Up until the Philadelphia Flyers put an end to his winning ways last Sunday, Johnson had won five of his six previous appearances, and posted eye-popping numbers in that span (a 1.17 GA, a .958 save percentage, plus two shutouts). Overall, he is 7-4-1 on a team that had a 10-13-2 record heading into Wednesday night's game against the visiting Toronto Maple Leafs.
Upon further review, Johnson's strong play probably shouldn't have come as that much of a surprise. Last year, he emerged as the Buffalo Sabres' de facto starter following an early season injury to Robin Lehner and won 22 games in 45 appearances for a team that had finished dead last in the league the previous year. By contrast, Elliott won 23 games in 42 appearances for a notoriously stingy St.
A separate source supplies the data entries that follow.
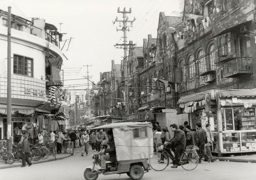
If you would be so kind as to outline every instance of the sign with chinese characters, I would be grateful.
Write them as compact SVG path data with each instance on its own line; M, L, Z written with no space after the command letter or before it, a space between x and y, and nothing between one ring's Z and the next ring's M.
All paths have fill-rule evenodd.
M25 88L25 94L30 94L34 96L37 96L39 95L40 96L43 96L44 92L44 90L29 88Z
M153 110L139 112L125 115L124 118L124 121L130 122L153 120L154 119Z

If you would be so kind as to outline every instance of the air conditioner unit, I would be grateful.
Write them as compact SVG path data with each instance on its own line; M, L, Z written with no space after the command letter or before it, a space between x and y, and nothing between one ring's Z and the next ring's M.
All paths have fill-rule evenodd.
M204 76L204 82L210 83L214 81L213 75L212 74L209 74Z
M243 26L240 27L240 31L241 33L246 33L249 30L249 28L247 26Z

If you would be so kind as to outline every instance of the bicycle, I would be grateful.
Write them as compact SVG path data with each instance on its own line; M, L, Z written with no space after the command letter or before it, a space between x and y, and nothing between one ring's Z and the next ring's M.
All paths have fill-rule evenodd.
M6 149L0 149L0 161L11 164L14 162L14 156L11 152L7 152Z
M56 148L56 146L55 146L55 143L54 142L48 142L47 143L47 146L48 146L49 150L49 154L52 154L53 157L55 159L55 161L56 161L57 159L56 158L56 152L55 150Z
M175 161L174 158L166 151L166 150L168 149L171 151L171 148L166 147L167 144L163 145L162 151L158 151L154 153L150 160L151 167L157 171L163 170L169 165L169 158L173 162ZM181 165L183 169L187 170L192 170L195 169L198 165L197 162L199 159L195 151L196 150L183 150L177 165Z

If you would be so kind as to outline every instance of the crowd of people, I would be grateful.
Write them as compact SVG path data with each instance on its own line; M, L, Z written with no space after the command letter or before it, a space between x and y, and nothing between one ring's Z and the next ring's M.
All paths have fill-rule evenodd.
M199 160L197 163L201 164L203 158L204 161L209 163L214 161L211 149L214 141L213 136L210 130L210 125L206 124L206 130L202 128L200 122L196 123L196 129L192 129L187 121L184 123L184 126L180 125L178 128L175 124L170 126L171 130L174 133L174 136L171 139L170 133L167 127L162 128L156 122L153 128L154 152L158 148L163 144L167 145L167 152L172 157L173 165L171 167L177 168L180 157L183 150L193 150L196 152L198 156ZM171 151L174 153L175 157ZM164 159L159 158L159 163L164 163Z
M93 151L101 150L101 145L105 148L107 147L108 138L107 134L103 129L98 130L68 130L66 132L52 132L50 134L50 140L54 141L57 140L57 153L61 153L62 144L69 141L74 142L74 148L81 148L81 156L84 153L88 156L89 145L91 145Z

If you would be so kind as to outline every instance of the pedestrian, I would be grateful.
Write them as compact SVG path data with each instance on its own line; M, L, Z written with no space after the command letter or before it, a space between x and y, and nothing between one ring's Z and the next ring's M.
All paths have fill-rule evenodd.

Louis Blues team.
Johnson opted to sign with the Flames, largely because of opportunity (and knowing Lehner was almost certainly going to gobble up the lion's share of the starts this year, provided he stayed healthy).
That Johnson is originally from Calgary – he was born here in June of 1986, days after the Flames lost the Stanley Cup final to the Montreal Canadiens – factored into the decision, but it wasn't the primary reason he came home to play.
At 30, he is getting his first real chance to be a No. 1.
"It's all about who likes you, who sees you, the contract, the right fit – there's so much that goes into it besides playing well," Johnson said. "Some guys get it handed to them, others don't. But it's like life – you've just got to grind it out and not worry and do your thing."
There have been a lot of goaltenders in the recent past whose careers have taken off after a decade of apprenticeship – from former Vézina Trophy winners Dominik Hasek and Tim Thomas to established credible starters such as Craig Anderson and Devan Dubnyk.
Sometimes, you just need to be in the right place at the right time. For Johnson, it always seemed that wherever he was, someone got there before him – a Tuukka Rask, a Henrik Lundqvist or a Mike Smith.
"No matter what you do, those are your go-to guys," Johnson said. "You're paying them the money and money talks. And they're great goalies. I was lucky to be behind them, and I understood that. I knew I just had to improve every year and wait for the opportunity."
Johnson is the first Calgary-born goaltender to play for the Flames since Mike Vernon, who won the Stanley Cup for them in 1989 and then returned to finish out his career in Calgary in 2002. That was also Johnson's last year in Calgary – he played for the Calgary Buffaloes of the Alberta midget hockey league in 2002-03 before spending the next four years at the University of Alaska.
Mostly, Johnson's formative years overlapped with the beginnings of the Miikka Kiprusoff era, the last time the Flames consistently received elite-level goaltending.
"I mean, I was a Flames fan," Johnson said. "Growings up in Calgary, it's your home team and there was always a lot of focus on the goalies. Mike Vernon, he was a legend around here and when you win the Stanley Cup, rightfully so. Then Kipper, the run he had, and what he accomplished.
"It's exciting to be in this locker room and be a part of the team you grew up with and watched and to be one of the goalies that you sort of admired growing up. That's one of the reasons I signed here. I wanted that challenge – and the pressure that comes with it, of being in your hometown."